Laure Prouvost wins Turner Prize 2013
The French-born artist Laure Prouvost has been awarded this year’s Turner Prize for her irreverent and witty video installation Wantee, which sees her pay tribute to a fictionalionised version of her grandfather.
She beat off stiff competition from Tino Sehgal, David Shrigley and Lynette Yiadom-Boakye to secure the £25,000 prize and her name in the history books.
She is the 29th person to be bestowed with the controversial award that has continued to entertain, enthral and bemuse everyone inside and outside of the art world since its inception in 1984.

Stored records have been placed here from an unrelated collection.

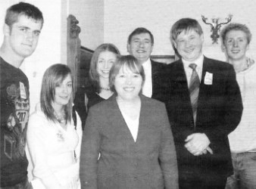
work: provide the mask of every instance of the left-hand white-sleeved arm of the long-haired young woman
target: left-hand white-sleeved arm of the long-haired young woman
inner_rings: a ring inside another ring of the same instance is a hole
[[[47,151],[44,141],[47,140],[45,135],[45,125],[39,116],[31,116],[27,129],[27,146],[33,163],[33,175],[40,178],[47,189],[61,189],[54,173],[47,163]]]

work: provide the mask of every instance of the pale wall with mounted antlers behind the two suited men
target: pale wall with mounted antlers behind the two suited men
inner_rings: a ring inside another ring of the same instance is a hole
[[[153,55],[173,55],[170,27],[180,18],[192,17],[199,21],[204,31],[204,54],[226,60],[220,49],[220,39],[218,44],[212,44],[211,27],[203,23],[201,15],[208,17],[208,21],[219,17],[220,23],[233,14],[232,22],[245,23],[251,29],[253,39],[248,55],[255,57],[255,8],[254,0],[105,0],[104,42],[114,43],[122,54],[127,54],[127,37],[136,27],[143,26],[155,37]]]

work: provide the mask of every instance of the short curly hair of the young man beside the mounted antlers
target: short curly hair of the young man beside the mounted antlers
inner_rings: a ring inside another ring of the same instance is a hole
[[[220,36],[223,40],[223,44],[226,41],[226,33],[232,30],[244,32],[246,34],[248,44],[251,42],[251,31],[250,29],[248,29],[248,26],[242,23],[229,23],[221,30],[220,33]]]

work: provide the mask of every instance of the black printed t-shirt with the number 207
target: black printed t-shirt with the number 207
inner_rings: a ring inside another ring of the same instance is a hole
[[[0,57],[1,187],[27,179],[25,153],[30,93],[27,76]]]

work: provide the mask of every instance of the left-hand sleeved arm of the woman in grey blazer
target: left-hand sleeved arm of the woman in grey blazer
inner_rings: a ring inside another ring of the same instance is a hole
[[[83,131],[80,156],[80,179],[82,188],[97,189],[97,166],[100,147],[97,110],[90,108]]]

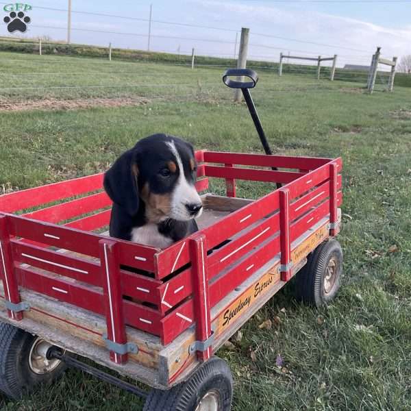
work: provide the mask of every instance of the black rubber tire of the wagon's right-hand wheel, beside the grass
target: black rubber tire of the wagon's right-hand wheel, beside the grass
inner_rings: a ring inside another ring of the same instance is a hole
[[[329,292],[324,290],[324,279],[329,261],[334,258],[336,274],[334,284]],[[343,275],[343,250],[335,240],[326,240],[309,254],[307,264],[295,278],[295,294],[299,301],[321,307],[332,301],[340,288]]]

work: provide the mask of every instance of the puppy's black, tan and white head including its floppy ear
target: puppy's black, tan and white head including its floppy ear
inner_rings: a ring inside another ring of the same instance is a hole
[[[137,214],[142,200],[149,221],[187,221],[202,211],[196,173],[191,145],[177,137],[155,134],[116,160],[105,173],[104,188],[131,216]]]

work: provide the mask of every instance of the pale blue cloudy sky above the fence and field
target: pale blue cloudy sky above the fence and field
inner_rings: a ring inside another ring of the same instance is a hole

Overcome with emotion, as she accepted the prize from the Irish actress Saoirse Ronan, she expressed her disbelief at the moment, saying that she did not believe she was ready for such an endorsement: “Four incredible artists here with me and the show. I thought ‘It can’t be me,’ – I was sure it was not me. So thank you everybody.”
Penelope Curtis, director of Tate Britain and chair of the jury, described Prouvost’s work – which was displayed at the gallery earlier this year as part of the Schwitters in Britain exhibition – was “unexpectedly moving” and a “complex and courageous combination of images and objects in a deeply atmospheric environment”.

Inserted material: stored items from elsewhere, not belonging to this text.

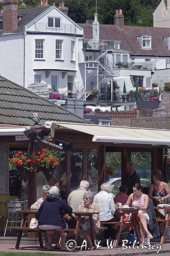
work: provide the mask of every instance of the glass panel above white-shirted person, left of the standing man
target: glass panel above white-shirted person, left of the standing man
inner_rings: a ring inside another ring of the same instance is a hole
[[[121,164],[121,152],[106,152],[106,182],[113,185],[114,195],[121,184]]]

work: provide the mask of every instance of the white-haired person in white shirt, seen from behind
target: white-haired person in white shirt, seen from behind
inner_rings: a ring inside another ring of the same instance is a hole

Wantee is a highly personal work of art by the 36-year-old, which sees her tell a made up story about her grandfather in a room that appears to be the setting for a tea party (Alice and Wonderland naturally presents itself as a source).
In this video, her grandfather is a conceptual artist and close friend of the very real German painter Kurt Schwitters, who is attempting to dig a tunnel to Africa. It is somewhat absurd, that much is true, but as the Guardian’s art critic Adrian Searle describes it, it is nonetheless “sensuous, generous, affecting” and joyous. He still expected Sehgal to win though.

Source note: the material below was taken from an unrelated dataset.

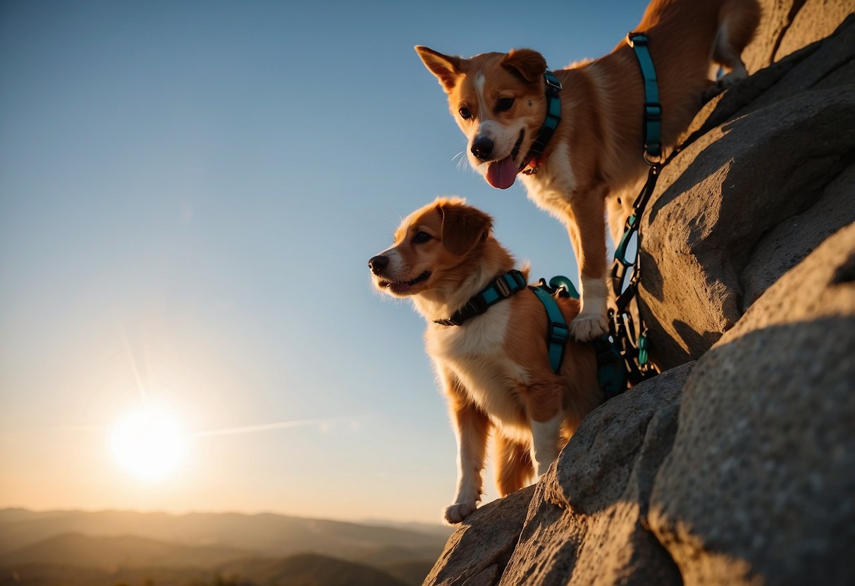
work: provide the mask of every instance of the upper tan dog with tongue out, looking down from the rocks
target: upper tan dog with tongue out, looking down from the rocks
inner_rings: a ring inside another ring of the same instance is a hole
[[[655,66],[665,151],[705,96],[746,77],[740,54],[759,14],[757,0],[652,0],[648,5],[635,31],[646,35]],[[616,237],[621,214],[628,215],[647,168],[642,157],[646,93],[634,49],[619,43],[610,54],[556,70],[554,77],[545,75],[544,57],[530,49],[469,59],[423,46],[416,52],[447,94],[451,115],[468,138],[472,167],[498,189],[507,189],[522,173],[529,198],[567,226],[581,269],[581,313],[571,332],[578,340],[603,335],[608,329],[606,207]],[[728,73],[714,82],[716,66]],[[551,128],[554,109],[560,109],[560,120]],[[547,126],[551,135],[543,130]]]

His fellow critic and colleague at the Guardian Jonathan Jones sees her as a worthy winner but nevertheless laments 2013’s shortlist, seeing it as an off-year, though one that is the latest in a number of eccentric names and bizarre works being selected for the Turner Prize.
Yet, in some ways, as kooky as these recent shortlists may appear to be, they do adhere to the philosophy of the award. It was founded under the understanding that it would showcase and celebrate new developments in contemporary art. While it can be difficult to reconcile that with works that are genuinely inane, for the most part, the individuals that are recognised have something to offer.
The only difference between them and other artists remembered by history is that they run the risk of not being forgotten but seen as fleeting bright stars who don’tshine so loud anymore.
“You can’t really be a surprise winner in a shortlist of four, but I think it’s fair to say the general feeling had been it was a two-horse race – between Tino Sehgal and Lynette Yiadom-Boakye,” commented the BBC’s arts editor Will Gompertz.
“To that extent, Laure Prouvost being given the award shows that the Turner Prize still has the capacity to be unpredictable. There is no question that her work is extremely atmospheric. You could describe her installation as a cross between a Santa’s grotto and an old junkshop, but that is not to say it doesn’t have its own merits and provocations.”